From: Hangbin Liu <liuhangbin@gmail.com>
To: Jay Vosburgh <jay.vosburgh@canonical.com>
Cc: netdev@vger.kernel.org, Veaceslav Falico <vfalico@gmail.com>,
Andy Gospodarek <andy@greyhouse.net>,
Jiri Pirko <jiri@resnulli.us>,
Jonathan Toppins <jtoppins@redhat.com>
Subject: Re: [Draft PATCH net-next] Bonding: add missed_max option
Date: Mon, 1 Nov 2021 18:46:45 +0800 [thread overview]
Message-ID: <YX/FlQKJNea3c4/B@Laptop-X1> (raw)
In-Reply-To: <7320.1635545478@famine>
Hi Jay, Denis,
Thanks for the comments. Please see my replies below.
On Fri, Oct 29, 2021 at 03:11:18PM -0700, Jay Vosburgh wrote:
> >+missed_max
> >+
> >+ Maximum number of arp_interval for missed ARP replies.
> >+ If this number is exceeded, link is reported as down.
> >+
> >+ Note a small value means a strict time. e.g. missed_max is 1 means
> >+ the correct arp reply must be recived during the interval.
> >+
> >+ default 3
>
> I'd suggest "arp" in the option name to make the scope more
> obvious.
I didn't add arp prefix in purpose because I'd like to re-use this parameter
after adding bonding IPv6 NS/NA support.
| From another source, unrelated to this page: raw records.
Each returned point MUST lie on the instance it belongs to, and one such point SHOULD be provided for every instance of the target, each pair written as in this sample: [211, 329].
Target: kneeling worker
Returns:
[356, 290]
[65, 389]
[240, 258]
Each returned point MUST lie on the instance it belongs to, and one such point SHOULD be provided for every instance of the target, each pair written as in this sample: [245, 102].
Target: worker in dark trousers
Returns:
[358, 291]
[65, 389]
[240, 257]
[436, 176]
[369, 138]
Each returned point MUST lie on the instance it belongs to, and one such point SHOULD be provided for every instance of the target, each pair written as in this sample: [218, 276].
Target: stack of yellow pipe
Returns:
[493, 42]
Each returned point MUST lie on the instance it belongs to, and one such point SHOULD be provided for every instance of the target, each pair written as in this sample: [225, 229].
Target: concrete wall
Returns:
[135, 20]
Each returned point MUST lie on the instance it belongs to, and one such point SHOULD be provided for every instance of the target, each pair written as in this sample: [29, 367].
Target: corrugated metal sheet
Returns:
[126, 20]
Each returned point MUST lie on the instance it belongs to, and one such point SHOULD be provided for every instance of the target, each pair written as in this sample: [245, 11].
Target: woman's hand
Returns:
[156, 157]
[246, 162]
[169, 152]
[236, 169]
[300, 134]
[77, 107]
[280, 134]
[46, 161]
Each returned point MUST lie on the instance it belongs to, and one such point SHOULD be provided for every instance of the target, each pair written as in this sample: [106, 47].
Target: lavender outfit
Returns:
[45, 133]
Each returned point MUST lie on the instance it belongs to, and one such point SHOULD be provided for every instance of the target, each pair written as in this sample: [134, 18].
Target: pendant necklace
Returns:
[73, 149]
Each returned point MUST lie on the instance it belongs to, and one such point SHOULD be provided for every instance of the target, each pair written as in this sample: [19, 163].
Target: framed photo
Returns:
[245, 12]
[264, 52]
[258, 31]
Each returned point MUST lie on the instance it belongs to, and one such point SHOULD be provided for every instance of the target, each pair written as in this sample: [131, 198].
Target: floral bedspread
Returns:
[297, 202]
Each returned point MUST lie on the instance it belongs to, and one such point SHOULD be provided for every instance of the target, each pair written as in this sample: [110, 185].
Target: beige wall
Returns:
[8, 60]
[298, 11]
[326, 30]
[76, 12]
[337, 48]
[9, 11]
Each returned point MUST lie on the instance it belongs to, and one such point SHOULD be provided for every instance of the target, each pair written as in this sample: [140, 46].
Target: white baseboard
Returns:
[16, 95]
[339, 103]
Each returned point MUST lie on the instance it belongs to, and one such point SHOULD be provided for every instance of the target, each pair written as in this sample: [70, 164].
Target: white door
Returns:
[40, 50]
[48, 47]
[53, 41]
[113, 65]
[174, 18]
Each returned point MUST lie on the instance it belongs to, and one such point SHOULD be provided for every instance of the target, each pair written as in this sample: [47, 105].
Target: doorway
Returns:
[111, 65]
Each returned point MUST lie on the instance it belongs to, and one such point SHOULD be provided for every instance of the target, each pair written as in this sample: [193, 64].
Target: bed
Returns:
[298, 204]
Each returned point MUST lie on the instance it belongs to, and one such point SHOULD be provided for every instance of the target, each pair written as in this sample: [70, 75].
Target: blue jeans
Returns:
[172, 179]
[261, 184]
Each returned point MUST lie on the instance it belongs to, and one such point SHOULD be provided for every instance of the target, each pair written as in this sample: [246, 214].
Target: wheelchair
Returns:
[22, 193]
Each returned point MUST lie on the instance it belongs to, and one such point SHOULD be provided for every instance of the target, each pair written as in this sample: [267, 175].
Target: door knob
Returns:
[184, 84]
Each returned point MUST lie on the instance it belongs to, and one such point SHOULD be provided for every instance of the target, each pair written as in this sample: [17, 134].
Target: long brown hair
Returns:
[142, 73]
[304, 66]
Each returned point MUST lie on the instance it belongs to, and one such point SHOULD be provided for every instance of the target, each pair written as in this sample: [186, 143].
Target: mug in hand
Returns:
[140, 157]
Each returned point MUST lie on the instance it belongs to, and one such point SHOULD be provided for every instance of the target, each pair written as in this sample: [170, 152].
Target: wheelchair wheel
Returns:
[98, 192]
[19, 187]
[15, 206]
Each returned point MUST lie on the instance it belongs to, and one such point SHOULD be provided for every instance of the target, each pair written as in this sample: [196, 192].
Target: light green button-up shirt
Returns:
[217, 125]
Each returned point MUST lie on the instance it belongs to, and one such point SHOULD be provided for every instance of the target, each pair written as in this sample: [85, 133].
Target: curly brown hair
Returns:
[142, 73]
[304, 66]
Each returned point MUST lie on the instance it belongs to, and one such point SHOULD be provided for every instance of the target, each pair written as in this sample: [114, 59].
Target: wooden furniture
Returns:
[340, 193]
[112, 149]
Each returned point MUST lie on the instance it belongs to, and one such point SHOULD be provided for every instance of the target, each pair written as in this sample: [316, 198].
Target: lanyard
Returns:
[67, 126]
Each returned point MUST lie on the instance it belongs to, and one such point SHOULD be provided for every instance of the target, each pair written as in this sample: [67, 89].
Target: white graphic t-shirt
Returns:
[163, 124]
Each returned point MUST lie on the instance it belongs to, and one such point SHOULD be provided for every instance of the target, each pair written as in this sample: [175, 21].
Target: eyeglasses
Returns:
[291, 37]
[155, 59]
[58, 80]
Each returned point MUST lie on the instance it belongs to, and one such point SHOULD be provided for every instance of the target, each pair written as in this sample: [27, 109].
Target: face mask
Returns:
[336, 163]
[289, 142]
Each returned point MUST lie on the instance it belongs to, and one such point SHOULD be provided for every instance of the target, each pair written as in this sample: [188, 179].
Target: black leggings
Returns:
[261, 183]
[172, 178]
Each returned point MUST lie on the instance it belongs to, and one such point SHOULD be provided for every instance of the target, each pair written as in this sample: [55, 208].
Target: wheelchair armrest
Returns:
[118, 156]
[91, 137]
I will add this reason in the commit
description.
Or if you like to make a difference for ARP and IPv6 NS, I can add the arp_
prefix.
> >@@ -3224,7 +3224,7 @@ static int bond_ab_arp_inspect(struct bonding *bond)
> >
> > /* Backup slave is down if:
> > * - No current_arp_slave AND
> >- * - more than 3*delta since last receive AND
> >+ * - more than missed_max*delta since last receive AND
> > * - the bond has an IP address
> > *
> > * Note: a non-null current_arp_slave indicates
> >@@ -3236,20 +3236,20 @@ static int bond_ab_arp_inspect(struct bonding *bond)
> > */
> > if (!bond_is_active_slave(slave) &&
> > !rcu_access_pointer(bond->current_arp_slave) &&
> >- !bond_time_in_interval(bond, last_rx, 3)) {
> >+ !bond_time_in_interval(bond, last_rx, bond->params.missed_max)) {
> > bond_propose_link_state(slave, BOND_LINK_DOWN);
> > commit++;
> > }
> >
> > /* Active slave is down if:
> >- * - more than 2*delta since transmitting OR
> >- * - (more than 2*delta since receive AND
> >+ * - more than missed_max*delta since transmitting OR
> >+ * - (more than missed_max*delta since receive AND
> > * the bond has an IP address)
> > */
> > trans_start = dev_trans_start(slave->dev);
> > if (bond_is_active_slave(slave) &&
> >- (!bond_time_in_interval(bond, trans_start, 2) ||
> >- !bond_time_in_interval(bond, last_rx, 2))) {
> >+ (!bond_time_in_interval(bond, trans_start, bond->params.missed_max) ||
> >+ !bond_time_in_interval(bond, last_rx, bond->params.missed_max))) {
> > bond_propose_link_state(slave, BOND_LINK_DOWN);
> > commit++;
> > }
>
> The above two changes make the backup and active logic both
> switch to using the missed_max value (i.e., both set to the same value),
> when previously these two cases used differing values (2 for active, 3
> for backup).
>
> Historically, these intervals were staggered deliberately; an
> old comment removed by b2220cad583c9b states:
>
> if ((slave != bond->curr_active_slave) &&
> (!bond->current_arp_slave) &&
> (time_after_eq(jiffies, slave_last_rx(bond, slave) + 3*delta_in_ticks))) {
> /* a backup slave has gone down; three times
> * the delta allows the current slave to be
> * taken out before the backup slave.
>
> I think it would be prudent to insure that having the active and
> backup timeouts set in lockstep does not result in an undesirable change
> of behavior.
Yes, I'm also a little concern about this. What about make the backup slave
timeout 1 plus delta then active slave. i.e. for backup slave
bond_time_in_interval(bond, last_rx, bond->params.missed_max + 1)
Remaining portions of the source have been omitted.